About 80 to 55 million years ago, during the Laramide Orogeny,* something unusual happened: a tectonic plate underlying the Pacific Ocean — the Farallon Plate — began sliding underneath the western edge of North America. When a tectonic plate slides under another tectonic plate, the plate underneath usually descends into Earth's mantle — gradually and steeply — at or near the edge of the upper plate.
But in the case of the Farallon Plate, it sank under the North American Plate not at a steep angle but at a very shallow angle, "scraping" against North America's underside as it (the Farallon Plate) moved east. The pressure, stress, and friction between these two tectonic plates reached deep into the North American continent — hundreds of miles inland. That underground pressure, stress, and friction significantly deformed Earth's crust in the American West — faulting, folding, crumpling, and shoving it up.
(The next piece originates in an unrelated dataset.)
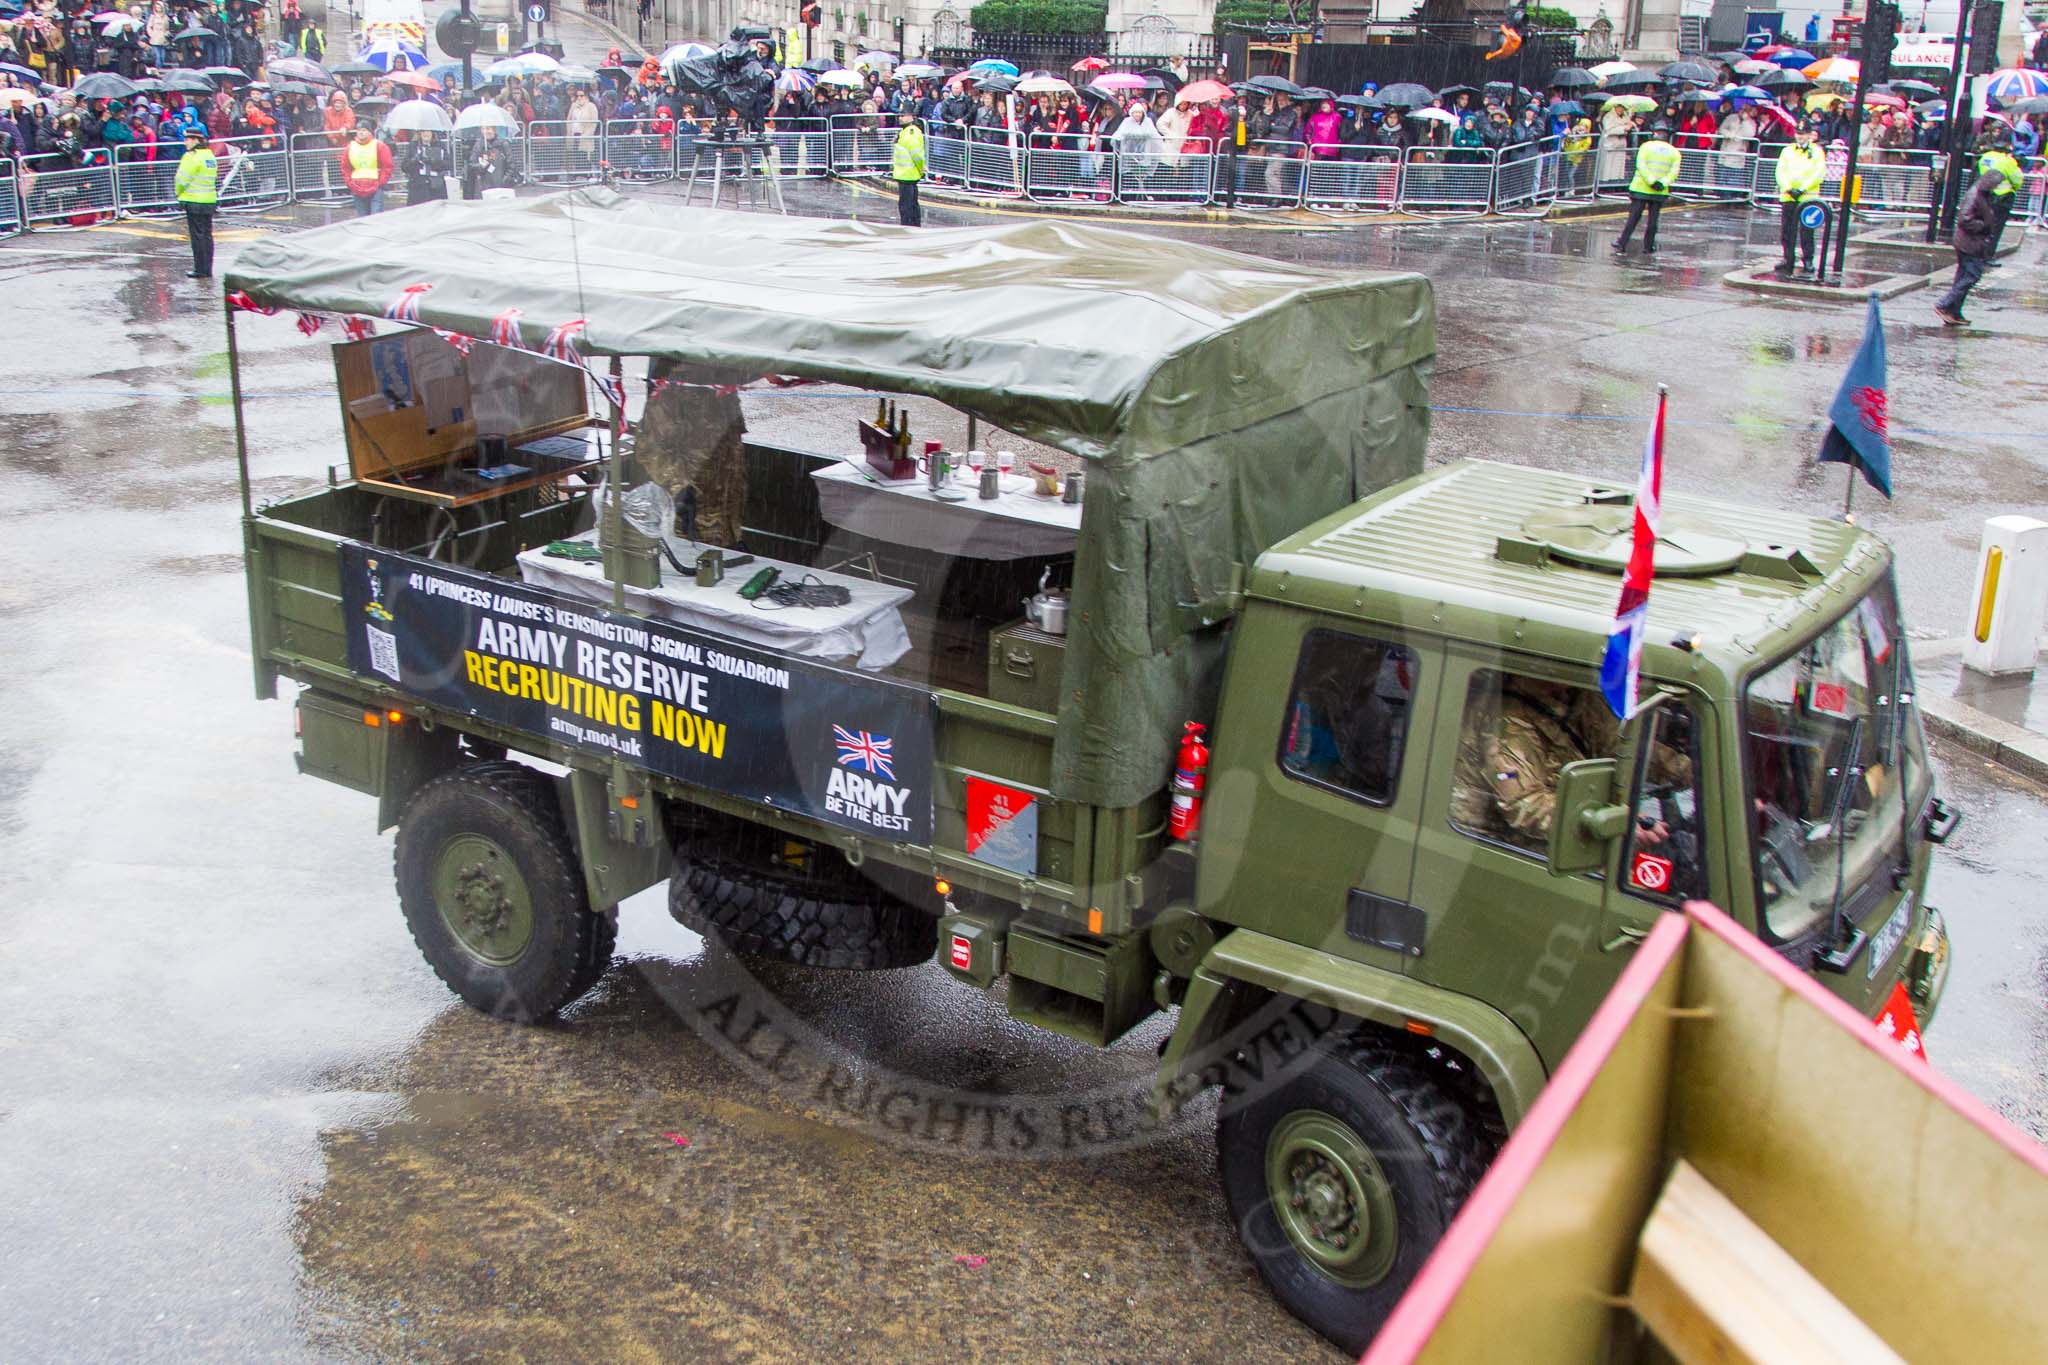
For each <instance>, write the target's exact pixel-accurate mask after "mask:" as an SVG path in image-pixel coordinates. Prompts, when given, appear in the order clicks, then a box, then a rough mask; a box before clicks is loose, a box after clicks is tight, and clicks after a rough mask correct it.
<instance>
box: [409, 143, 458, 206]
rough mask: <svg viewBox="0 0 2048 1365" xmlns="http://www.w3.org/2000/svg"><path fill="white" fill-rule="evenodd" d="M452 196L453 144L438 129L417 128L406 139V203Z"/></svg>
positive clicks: (409, 204) (428, 201) (432, 199)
That pressure, stress, and friction raised vast blocks of land and created the Rocky Mountains.
Later, erosion shaped the mountains further — wind, rain, glaciers, and rivers carved them into the rugged, dramatic peaks we know today.
* An orogeny is the process of mountain formation, especially by a folding and faulting of the earth's crust.
ROCKY MOUNTAINS CONNECTION TO THE WILD WEST — The Rockies were central to the westward expansion. From Colorado's booming mining towns like Leadville and Cripple Creek to Montana’s gold rushes, the Rocky Mountains were a goldmine—literally and figuratively—of Wild West history. Prospectors, homesteaders, cattlemen, and railroads pushed into this difficult terrain in search of fortune and new beginnings. The Rockies were also home to infamous gunfights, mountain lawmen, and hard-bitten mining camps. Native American tribes, including the Ute, Arapaho, and Blackfoot, resisted encroachment here, making parts of the region key battlegrounds during the Indian Wars.